To annotate probable transcription factor binding sites or other RNA/DNA binding sites, it is common practise to look for probabilistic themes in a sequence. Position weight matrices (PWMs), dinucleotide PWMs (di-PWMs), and hidden Markov models are useful motif representations. (HMMs). Dinucleotide PWMs incorporate dependency between neighbouring points in the motif in addition to the PWMs’ inherent simplicity—a matrix form and a cumulative scoring system. (unlike PWMs which disregard any dependency).SPRy-SARUS and MOODS are two programmes that can look for instances of di-PWMs in sequences at the moment.
The authors have suggested the use of the Python module dipwmsearch, which offers a unique and effective algorithm for this purpose. (it first enumerates matching words for the di-PWM, and then searches these all at once in the sequence, even if the latter contains IUPAC codes).
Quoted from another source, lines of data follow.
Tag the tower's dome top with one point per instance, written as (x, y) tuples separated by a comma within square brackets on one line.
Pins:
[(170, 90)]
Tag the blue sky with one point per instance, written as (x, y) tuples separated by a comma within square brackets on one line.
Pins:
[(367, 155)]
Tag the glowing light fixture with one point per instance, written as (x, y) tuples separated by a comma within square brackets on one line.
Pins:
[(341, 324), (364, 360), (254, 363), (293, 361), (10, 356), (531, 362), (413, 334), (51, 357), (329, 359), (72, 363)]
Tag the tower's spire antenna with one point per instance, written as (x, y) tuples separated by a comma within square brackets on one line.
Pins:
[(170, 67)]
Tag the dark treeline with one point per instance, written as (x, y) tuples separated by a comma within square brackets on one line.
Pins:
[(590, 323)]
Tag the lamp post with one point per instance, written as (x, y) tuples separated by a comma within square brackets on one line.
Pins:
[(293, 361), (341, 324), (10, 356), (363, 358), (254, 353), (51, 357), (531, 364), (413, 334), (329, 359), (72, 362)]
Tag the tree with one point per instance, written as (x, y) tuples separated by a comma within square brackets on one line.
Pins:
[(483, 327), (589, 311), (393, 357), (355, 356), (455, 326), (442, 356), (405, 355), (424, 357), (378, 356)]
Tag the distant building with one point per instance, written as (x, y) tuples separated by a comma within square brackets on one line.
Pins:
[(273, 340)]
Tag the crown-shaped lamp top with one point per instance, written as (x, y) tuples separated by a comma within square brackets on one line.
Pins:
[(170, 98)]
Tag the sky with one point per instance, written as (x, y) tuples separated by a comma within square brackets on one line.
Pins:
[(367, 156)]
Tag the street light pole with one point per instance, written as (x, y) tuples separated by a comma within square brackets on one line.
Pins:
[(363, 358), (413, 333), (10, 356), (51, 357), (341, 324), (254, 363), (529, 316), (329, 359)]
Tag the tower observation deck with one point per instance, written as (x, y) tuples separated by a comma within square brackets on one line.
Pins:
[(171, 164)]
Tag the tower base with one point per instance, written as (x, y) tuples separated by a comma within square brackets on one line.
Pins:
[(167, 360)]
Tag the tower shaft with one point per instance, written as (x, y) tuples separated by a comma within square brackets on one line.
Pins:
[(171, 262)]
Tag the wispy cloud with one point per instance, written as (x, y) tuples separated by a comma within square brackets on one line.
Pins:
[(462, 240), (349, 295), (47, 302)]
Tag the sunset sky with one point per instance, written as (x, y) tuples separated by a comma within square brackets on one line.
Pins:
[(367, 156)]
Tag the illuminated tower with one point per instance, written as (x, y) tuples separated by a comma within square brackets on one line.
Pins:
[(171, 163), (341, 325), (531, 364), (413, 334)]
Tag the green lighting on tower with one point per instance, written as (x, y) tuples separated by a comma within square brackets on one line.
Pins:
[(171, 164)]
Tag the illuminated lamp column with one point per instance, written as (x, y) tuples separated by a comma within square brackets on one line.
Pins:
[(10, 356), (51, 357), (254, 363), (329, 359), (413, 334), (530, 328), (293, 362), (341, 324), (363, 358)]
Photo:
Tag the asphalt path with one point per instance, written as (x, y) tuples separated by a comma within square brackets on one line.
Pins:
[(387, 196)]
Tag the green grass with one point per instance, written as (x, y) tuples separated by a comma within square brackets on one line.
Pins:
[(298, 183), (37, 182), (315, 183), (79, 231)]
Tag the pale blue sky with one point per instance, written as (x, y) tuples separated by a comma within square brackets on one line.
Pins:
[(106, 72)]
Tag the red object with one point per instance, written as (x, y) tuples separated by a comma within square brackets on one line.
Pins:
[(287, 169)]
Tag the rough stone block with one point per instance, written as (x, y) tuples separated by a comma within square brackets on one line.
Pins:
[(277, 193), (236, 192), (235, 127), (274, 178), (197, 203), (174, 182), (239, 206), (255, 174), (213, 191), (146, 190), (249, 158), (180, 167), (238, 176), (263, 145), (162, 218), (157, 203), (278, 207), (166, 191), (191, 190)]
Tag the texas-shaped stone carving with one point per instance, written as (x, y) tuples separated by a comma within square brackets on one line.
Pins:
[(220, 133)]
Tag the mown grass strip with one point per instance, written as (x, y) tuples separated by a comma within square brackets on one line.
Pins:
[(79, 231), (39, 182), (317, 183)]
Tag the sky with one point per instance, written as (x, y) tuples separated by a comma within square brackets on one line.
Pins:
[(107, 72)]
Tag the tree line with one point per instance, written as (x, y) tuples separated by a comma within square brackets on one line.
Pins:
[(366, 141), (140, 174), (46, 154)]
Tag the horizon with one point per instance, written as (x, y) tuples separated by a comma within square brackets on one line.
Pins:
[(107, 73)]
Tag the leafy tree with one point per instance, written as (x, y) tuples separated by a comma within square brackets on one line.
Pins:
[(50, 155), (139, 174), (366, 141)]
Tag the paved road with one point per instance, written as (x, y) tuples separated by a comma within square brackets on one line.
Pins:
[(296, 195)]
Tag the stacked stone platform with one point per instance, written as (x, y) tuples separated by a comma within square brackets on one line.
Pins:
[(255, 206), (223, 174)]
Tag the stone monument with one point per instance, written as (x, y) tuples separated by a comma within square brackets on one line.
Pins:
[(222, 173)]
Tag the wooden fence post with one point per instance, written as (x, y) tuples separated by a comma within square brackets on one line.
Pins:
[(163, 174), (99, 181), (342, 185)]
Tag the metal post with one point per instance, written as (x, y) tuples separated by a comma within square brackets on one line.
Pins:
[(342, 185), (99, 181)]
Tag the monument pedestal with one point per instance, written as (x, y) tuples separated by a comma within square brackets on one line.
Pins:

The use of di-PWMs is made simpler for the user by an easy installation process using Pypi or conda, thorough documentation, and executable scripts.
dipwmsearch is available at https://pypi.org/project/dipwmsearch/ and https://gite.lirmm.fr/rivals/dipwmsearch/ under Cecill license.
Reference.
Mille M. et. al.(2023) dipwmsearch: a Python package for searching di-PWM motifs Bioinformatics 39(4):btad141.